The point is that there is NO DIRECT WAY to measure a uL of volume in a short amount of time! You have to rely on an indirect means, perhaps such as radiometrics, spectrophotometry, or im my developed expertise, gravimetry of water. By knowing a LOT about what happens when you move volumetrically and then weigh tiny amounts of water drops you can very noiselessly measure true volume. That's how nearly ALL the volumetric lab equipment in everly lab in the world was calibrated. And I wrote the friggin methodology. Now doing the ALL the reference measurements for imprecision and bias (barometric pressure, temperature, evaporative blanking, time-clock matching, microgram balance calibrating, operator bias calibrating (these are often hand-held devices), and a few I've plumb forgotten, for EACH string of measurements would be preposterously inefficient. Especially for $100-500 hand-tools. So manufacturers have devise highly-controlled procedures (or at least that's what my publications were supposed to teach them to do!) to shorten these "controls" to only several minutes per device. It was this kind of atmosphere in the late 80s in Geneva that spawned ISO9000/1/2etc. Unfortunately that's become more of a paper-cover set of machinatuions rather than necessarily a raising of quality level. But I digress.
It onlly takes a cursory reading of a few back issues of Speaker Builder et al to uncover manufacturers who've used simple SPL meters in real-world acoustic setups to uncover non-linearities in switched-component analyses via differential testing. I casually mentioned my testing to a chief designer (ex-KEF, now Boston Audio), as well an ex- BBN master acoustician, who implicitly trusted the soundness of matched-reference technique analysis for uncovering non-linearity of a suspected "unorthodox behavior of a gain device". Indeed, when I mentioned my results to VAC's folks, after a cursory description of technique, their concern was NOT my procedure, or its validity, but the degree of nonlinearity of the results, which they said again seemed surprising, even for the admittedly unruly output stage of the AVATAR.
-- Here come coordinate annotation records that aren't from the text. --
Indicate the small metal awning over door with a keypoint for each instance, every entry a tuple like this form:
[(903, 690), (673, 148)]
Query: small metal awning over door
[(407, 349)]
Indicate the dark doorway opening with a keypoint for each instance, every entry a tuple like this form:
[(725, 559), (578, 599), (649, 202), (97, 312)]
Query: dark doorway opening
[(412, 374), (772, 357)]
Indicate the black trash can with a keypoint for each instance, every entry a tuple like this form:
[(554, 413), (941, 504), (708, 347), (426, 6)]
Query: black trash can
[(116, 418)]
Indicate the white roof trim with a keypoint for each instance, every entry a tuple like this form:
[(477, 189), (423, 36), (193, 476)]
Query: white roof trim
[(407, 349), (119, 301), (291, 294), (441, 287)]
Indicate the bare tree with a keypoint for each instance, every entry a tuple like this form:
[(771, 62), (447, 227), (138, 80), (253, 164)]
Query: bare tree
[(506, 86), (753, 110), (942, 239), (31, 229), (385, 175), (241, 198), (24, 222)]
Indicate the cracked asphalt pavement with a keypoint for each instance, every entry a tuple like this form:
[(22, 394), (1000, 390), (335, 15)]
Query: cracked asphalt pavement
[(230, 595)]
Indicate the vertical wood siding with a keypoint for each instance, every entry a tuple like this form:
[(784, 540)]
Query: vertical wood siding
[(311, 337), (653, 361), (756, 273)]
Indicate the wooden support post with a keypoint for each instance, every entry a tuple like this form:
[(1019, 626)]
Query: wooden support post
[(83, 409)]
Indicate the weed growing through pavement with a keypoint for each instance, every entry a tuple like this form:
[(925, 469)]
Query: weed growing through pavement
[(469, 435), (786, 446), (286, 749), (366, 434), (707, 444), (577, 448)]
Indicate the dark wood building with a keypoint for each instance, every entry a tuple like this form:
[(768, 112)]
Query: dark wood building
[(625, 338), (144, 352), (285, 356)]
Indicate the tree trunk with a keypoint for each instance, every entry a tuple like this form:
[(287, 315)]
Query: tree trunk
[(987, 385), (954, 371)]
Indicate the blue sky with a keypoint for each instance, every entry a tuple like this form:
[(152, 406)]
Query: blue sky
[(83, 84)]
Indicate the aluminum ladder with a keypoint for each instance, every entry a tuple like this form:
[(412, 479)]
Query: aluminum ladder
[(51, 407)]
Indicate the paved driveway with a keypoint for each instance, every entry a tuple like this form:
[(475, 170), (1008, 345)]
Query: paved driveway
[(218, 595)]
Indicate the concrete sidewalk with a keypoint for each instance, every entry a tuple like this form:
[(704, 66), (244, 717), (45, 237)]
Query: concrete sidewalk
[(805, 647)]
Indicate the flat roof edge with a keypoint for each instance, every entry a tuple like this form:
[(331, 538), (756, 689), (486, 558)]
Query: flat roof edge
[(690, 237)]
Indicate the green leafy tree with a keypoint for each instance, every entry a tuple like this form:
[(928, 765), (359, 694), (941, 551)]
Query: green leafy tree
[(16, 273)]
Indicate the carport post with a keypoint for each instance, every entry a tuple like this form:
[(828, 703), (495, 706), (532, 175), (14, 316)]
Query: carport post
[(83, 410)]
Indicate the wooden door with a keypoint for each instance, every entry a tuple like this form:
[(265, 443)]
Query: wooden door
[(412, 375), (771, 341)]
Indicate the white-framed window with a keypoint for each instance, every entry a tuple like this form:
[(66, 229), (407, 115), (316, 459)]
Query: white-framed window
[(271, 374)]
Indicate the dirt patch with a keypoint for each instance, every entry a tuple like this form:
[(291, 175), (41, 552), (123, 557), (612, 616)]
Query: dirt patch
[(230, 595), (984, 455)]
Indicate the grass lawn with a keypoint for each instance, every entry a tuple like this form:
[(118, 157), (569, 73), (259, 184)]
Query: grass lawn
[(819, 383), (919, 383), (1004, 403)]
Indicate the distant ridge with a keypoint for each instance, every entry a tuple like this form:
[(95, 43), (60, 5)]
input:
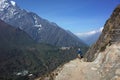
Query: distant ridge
[(39, 29)]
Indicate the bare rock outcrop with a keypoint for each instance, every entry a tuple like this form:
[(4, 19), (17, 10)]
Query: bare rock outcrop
[(110, 34)]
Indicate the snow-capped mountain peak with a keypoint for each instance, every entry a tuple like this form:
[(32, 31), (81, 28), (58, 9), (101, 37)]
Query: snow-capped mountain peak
[(13, 3), (3, 4)]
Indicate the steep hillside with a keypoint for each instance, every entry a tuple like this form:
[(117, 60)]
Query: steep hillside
[(21, 56), (38, 28), (105, 57), (110, 34), (105, 67)]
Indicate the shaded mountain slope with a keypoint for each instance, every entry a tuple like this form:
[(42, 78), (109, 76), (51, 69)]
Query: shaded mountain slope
[(105, 57), (39, 29), (105, 67), (110, 34), (20, 55)]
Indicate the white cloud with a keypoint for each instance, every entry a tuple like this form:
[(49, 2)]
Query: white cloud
[(13, 3), (89, 33)]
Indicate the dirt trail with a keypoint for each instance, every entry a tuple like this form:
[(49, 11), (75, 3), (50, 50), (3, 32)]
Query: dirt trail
[(79, 70), (105, 67)]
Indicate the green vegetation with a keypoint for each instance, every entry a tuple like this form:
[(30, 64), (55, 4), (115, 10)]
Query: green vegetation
[(21, 56)]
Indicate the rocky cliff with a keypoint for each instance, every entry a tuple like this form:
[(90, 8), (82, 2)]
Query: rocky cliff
[(110, 34), (105, 57)]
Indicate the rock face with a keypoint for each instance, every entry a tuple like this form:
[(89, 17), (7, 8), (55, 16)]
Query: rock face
[(39, 29), (110, 34), (21, 56), (105, 57), (105, 67)]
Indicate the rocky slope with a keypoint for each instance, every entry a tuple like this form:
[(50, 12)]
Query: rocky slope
[(105, 67), (110, 34), (105, 57), (38, 28), (21, 56)]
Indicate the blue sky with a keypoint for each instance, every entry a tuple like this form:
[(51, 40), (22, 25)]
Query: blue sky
[(78, 16)]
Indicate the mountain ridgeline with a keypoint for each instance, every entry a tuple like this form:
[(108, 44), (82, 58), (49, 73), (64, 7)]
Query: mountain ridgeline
[(110, 34), (20, 55), (39, 29)]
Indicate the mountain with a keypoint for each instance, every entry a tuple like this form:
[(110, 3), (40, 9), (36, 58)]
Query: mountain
[(90, 37), (39, 29), (21, 56), (103, 57), (110, 35)]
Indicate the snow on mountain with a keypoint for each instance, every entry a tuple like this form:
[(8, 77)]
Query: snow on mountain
[(90, 37)]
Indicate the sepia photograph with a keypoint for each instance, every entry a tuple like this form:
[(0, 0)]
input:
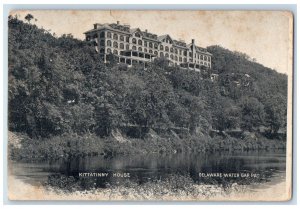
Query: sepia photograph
[(150, 105)]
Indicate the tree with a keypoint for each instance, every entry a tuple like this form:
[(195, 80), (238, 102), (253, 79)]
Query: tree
[(275, 108), (252, 113)]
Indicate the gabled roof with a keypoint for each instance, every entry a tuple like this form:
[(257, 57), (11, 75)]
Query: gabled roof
[(114, 27), (160, 38)]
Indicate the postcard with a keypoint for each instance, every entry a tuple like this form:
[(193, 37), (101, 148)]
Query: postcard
[(150, 105)]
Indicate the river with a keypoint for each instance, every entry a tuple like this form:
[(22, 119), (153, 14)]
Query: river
[(255, 167)]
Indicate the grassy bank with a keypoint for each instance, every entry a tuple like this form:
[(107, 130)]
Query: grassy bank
[(73, 145), (175, 186)]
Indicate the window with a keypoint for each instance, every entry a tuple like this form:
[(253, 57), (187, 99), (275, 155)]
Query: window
[(115, 44), (115, 36), (102, 34)]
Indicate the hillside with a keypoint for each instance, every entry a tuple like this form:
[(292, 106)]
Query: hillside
[(58, 85)]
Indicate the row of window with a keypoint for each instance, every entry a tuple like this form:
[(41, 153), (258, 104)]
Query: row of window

So Lrsky, I kindly suggest that you step back a bit here, as my technical prowess as organizing a valid scientific inquiry is not truly in question...I've got the backing to pass ANY scrutiny of methodology despite not having conventional DIRECT high performance traditional electrical instrumentation, and please not be coy about summoning the industry gods to pass judgement on what anyone of reasonable facility with the scientific method can discern is a well-run set of differential tests. As well, the amplitude of the non-linearity difference to noise ratio is VERY high (although not calculated), so my experience tells me I'm on solid ground with the stat calcs too.
But again, rather than pee back at you, I'd rather educate.
What you simply do NOT understand is that calibrated speakers, room, mic, cable, etc., are NOT needed to run this type of test, as these items are held STABLE through all test runs. Repeat runs (controls) proved that system imprecision was extremely small (which I think you may not have a problem with); indeed the raw data is NOT flat in dB across the 27 or so test frequency points for any situation, because of ANY and ALL of the effects of the system. But they are STABLE as a rock (well within 0.5dB).
Again, the biggest sources of imprecicion are human headmovements and parallax error in eyesight.
This test can, and has been used validly by INNUMERABLE MANUFACTURERS to assess changes in one variable at a time at ANY component position in the system chain. I think that's part of what you don't get.... Whereas there is NO VALIDITY in quoting actual raw data in dB vs frequency because of no pure reference scale calibrations (that and efficiency are the reasons why I didn't post it); because of the stable RELATIVE REFERENCE, there can be great validity in concluding statistical significance from differential calculation of this "humpy data".